1.NHKはスクランブル方式を導入するべきだ。

※スクランブル方式=料金を支払っている人だけが視聴でき、払っていない人のテレビ映像・音声は遮断して見られなくする方式のこと。

お金を払った人だけが見ることのできるスクランブル方式は、一見合理的でわかりやすいと思われるかもしれません。

しかし、スクランブル方式を導入した場合、受信料を支払った人しかNHKの放送を見ることができなくなります。全国どこでも「あまねく」視聴いただけるようにする、という役割も果たせなくなります。地震や台風などの災害報道や、事件・事故などの緊急報道が、お金を払った人しか見られないことになり、それでは人々の生命・財産や生活を守るという、公共放送の使命が果たせません。

また、放送の内容についても、例えば映画やスポーツなど、より数多くの加入者を集めることのできる番組に偏りかねません。教育番組や福祉番組などを十分に放送できなくなるおそれがあります。

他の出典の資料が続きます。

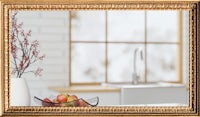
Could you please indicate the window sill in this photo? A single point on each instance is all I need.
(76, 89)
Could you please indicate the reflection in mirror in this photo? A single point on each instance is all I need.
(139, 57)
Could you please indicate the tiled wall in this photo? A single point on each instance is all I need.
(50, 28)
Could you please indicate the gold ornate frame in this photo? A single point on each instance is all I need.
(193, 6)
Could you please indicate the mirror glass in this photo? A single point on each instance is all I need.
(132, 57)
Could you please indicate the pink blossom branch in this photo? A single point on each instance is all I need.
(20, 42)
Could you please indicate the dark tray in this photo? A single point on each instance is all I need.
(92, 102)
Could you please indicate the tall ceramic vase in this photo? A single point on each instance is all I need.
(20, 95)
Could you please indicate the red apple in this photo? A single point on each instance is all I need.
(56, 103)
(74, 97)
(62, 98)
(82, 103)
(47, 102)
(76, 103)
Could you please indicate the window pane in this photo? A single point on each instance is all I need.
(162, 26)
(88, 25)
(88, 63)
(121, 60)
(162, 63)
(125, 25)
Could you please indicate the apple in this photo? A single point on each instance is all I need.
(62, 98)
(74, 97)
(47, 102)
(76, 103)
(82, 103)
(56, 103)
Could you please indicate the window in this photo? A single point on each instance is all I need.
(102, 46)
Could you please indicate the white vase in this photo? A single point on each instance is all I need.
(20, 95)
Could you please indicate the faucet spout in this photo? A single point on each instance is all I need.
(135, 77)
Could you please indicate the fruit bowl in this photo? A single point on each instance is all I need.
(92, 102)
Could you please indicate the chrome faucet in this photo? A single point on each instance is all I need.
(136, 77)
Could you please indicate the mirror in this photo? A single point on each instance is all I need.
(130, 57)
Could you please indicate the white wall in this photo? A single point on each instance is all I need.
(50, 28)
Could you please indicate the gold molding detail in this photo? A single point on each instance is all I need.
(191, 110)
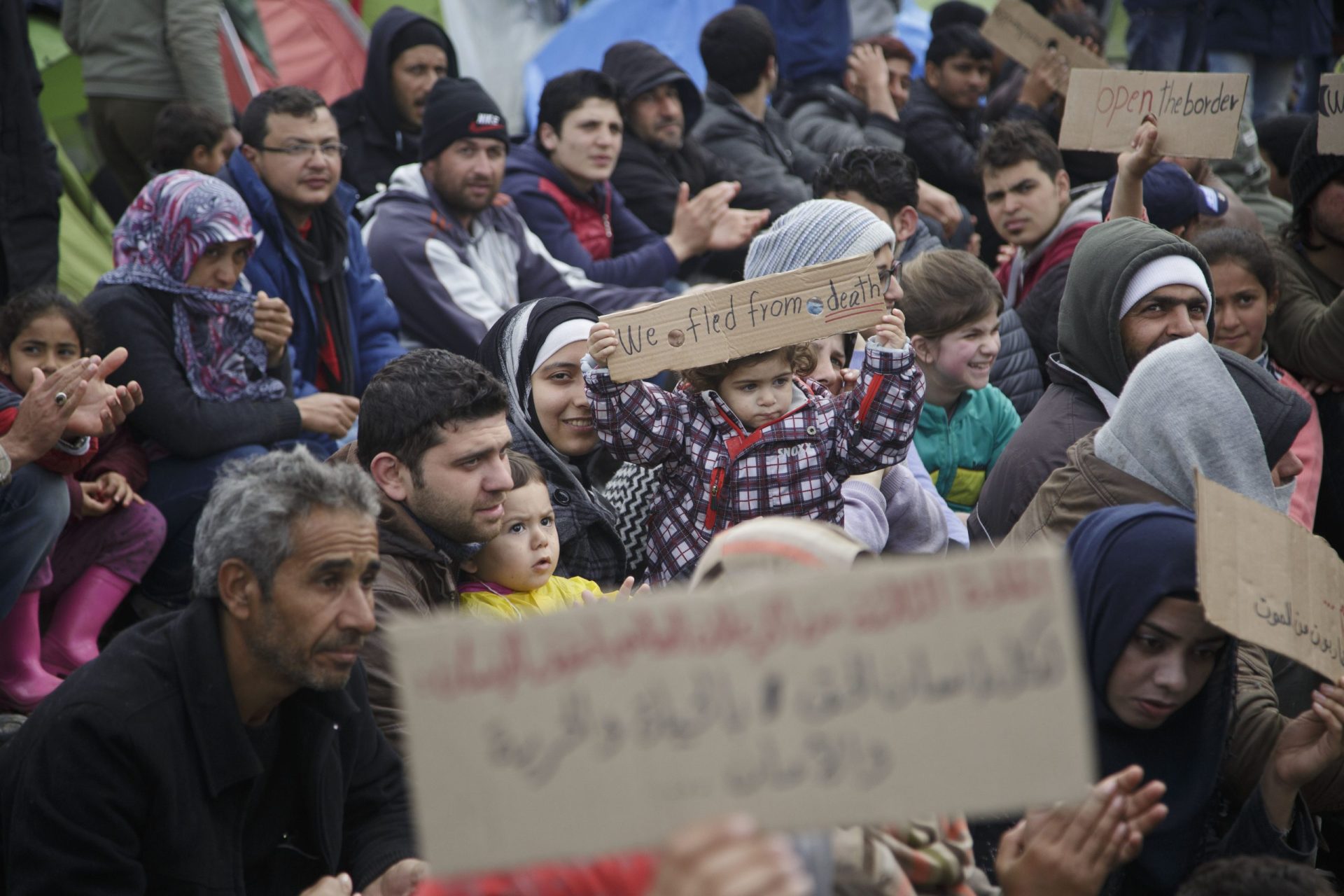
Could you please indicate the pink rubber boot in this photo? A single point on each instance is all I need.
(81, 612)
(23, 681)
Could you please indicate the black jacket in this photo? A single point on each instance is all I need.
(377, 140)
(781, 167)
(134, 777)
(30, 181)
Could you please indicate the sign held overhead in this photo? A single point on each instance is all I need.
(748, 317)
(1266, 580)
(1025, 35)
(808, 699)
(1196, 115)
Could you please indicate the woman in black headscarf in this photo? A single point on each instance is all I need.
(536, 348)
(1163, 688)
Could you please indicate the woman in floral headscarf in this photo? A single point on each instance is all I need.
(213, 360)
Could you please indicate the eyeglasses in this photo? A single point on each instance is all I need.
(885, 277)
(330, 152)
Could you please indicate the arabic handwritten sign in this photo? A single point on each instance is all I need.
(808, 699)
(1329, 130)
(1025, 34)
(1266, 580)
(1198, 115)
(748, 317)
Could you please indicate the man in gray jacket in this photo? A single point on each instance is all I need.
(738, 125)
(139, 55)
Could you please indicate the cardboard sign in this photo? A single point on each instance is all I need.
(1266, 580)
(1329, 130)
(1025, 35)
(1196, 113)
(748, 317)
(809, 699)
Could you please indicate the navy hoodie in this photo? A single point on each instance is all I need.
(638, 257)
(377, 139)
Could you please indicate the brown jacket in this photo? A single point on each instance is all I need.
(416, 578)
(1074, 491)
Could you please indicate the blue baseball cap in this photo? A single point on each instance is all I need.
(1172, 198)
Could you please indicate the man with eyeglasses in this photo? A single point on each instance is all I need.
(311, 251)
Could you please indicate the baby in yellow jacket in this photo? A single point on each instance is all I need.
(512, 574)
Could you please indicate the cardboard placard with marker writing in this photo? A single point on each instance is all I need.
(1196, 115)
(1329, 130)
(1266, 580)
(748, 317)
(1023, 34)
(808, 699)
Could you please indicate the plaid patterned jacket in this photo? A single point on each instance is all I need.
(717, 475)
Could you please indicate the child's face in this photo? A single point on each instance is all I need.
(48, 343)
(524, 554)
(760, 393)
(962, 358)
(831, 360)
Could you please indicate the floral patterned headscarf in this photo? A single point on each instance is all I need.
(158, 242)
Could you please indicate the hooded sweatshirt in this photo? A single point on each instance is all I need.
(1089, 371)
(592, 230)
(1163, 442)
(377, 140)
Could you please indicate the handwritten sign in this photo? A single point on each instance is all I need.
(1329, 128)
(1196, 113)
(1266, 580)
(808, 699)
(748, 317)
(1025, 35)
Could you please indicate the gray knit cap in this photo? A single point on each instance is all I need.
(819, 230)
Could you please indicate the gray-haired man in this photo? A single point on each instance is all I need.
(229, 747)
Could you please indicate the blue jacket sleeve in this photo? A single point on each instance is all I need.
(635, 262)
(372, 314)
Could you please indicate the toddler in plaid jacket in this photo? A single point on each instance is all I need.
(752, 438)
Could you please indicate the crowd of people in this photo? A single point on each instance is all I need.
(351, 363)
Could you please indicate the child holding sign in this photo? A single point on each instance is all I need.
(514, 571)
(952, 307)
(750, 437)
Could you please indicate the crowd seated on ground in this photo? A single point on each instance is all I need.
(353, 362)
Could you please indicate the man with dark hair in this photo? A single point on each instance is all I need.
(738, 124)
(433, 434)
(454, 255)
(1027, 202)
(381, 122)
(886, 183)
(227, 747)
(944, 109)
(662, 167)
(561, 184)
(311, 253)
(191, 136)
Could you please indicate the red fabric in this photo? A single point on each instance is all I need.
(590, 227)
(1058, 251)
(613, 876)
(328, 365)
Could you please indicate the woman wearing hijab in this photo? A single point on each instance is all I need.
(1163, 682)
(213, 362)
(536, 348)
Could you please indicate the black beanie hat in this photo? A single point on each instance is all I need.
(458, 108)
(1310, 169)
(417, 34)
(1280, 413)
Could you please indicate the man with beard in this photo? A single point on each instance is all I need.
(227, 747)
(433, 434)
(454, 254)
(1132, 288)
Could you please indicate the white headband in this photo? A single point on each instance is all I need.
(1168, 270)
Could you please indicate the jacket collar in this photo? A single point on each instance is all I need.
(226, 752)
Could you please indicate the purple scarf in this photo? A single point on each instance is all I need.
(158, 242)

若い独身の方にとっては、「おかあさんといっしょ」は関係ないと思われるかもしれません。「みんなの手話」や介護などを扱う「福祉ネットワーク」などの番組は、多くの方にはあまり必要と感じられないかもしれません。でも、これらの番組を楽しみに待ち、大切に思っている方が、実はたくさんいらっしゃいます。

そして、スクランブル方式では、お金を払える人と払えない人との間の情報格差も生じます。

このような視点から、私は受信料が公共放送の財源として、最もふさわしいと考えています。視聴者のみなさんが、スクランブル方式の導入など、NHKの財源についてご議論をいただく際には、公共放送を支える受信料のこうした役割についても、ぜひ考えていただければ幸いです。